The margin of error formula is the square root of p(1-p) / n multiplied by 1.96. The symbol "p" is the estimate of the percentage of respondents answering a particular question, "n" is the total number of respondents, while 1.96 is called standard deviation, representing the "standard" level of a survey's precision, a 95 percent confidence level. The confidence level of 95 percent means that the answers to the survey are expected to contain the true value at least 95 times out of 100.
A good sample size is the one giving at least a 5 percent margin of error. This would mean that we must change the formula, placing the value of our desired margin of error and try to find the sample size variable. For this purpose, we must move the standard deviation to the other side of the equation (dividing the margin of error) and find the product of both sides factors of 2. This will remove the square root and allow us to find the sample size variable.

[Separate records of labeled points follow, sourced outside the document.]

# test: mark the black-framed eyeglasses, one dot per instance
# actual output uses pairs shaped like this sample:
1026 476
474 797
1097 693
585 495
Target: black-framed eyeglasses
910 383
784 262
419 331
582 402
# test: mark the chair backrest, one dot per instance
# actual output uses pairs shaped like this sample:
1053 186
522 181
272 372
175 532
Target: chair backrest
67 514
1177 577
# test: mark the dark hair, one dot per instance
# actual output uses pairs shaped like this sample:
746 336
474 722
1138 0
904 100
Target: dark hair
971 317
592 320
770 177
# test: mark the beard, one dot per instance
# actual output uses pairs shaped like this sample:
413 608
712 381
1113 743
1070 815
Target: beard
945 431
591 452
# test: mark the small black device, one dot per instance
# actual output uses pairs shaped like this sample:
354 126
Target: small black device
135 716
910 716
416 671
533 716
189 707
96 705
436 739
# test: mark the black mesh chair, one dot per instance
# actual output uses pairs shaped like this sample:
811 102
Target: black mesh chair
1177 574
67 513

Before a mail survey is conducted, researchers must determine the number of people they have to send the survey to, taking the response rate into consideration. The response rate can be estimated based on previous experience of conducting surveys with the same recipients. For example, if the estimated response rate is 65 percent and the sample size we need for a 3 percent margin of error is 250, then we need to send the survey to 385 people.
Since surveys are conducted with only a fraction of the total population, the sample may not be representative of the public opinion. For example, before a mayoral election in a city of 6,000 residents, 100 people were asked about their intentions, with 60 willing to vote for candidate A and 40 for Candidate B. However, the majority of the public could be supporting candidate B, even if, simply by luck, we happened to question mostly supporters of candidate A. Some sampling errors can be eliminated if survey takers are careful not to confine samples to people of a specific area, income or marital status.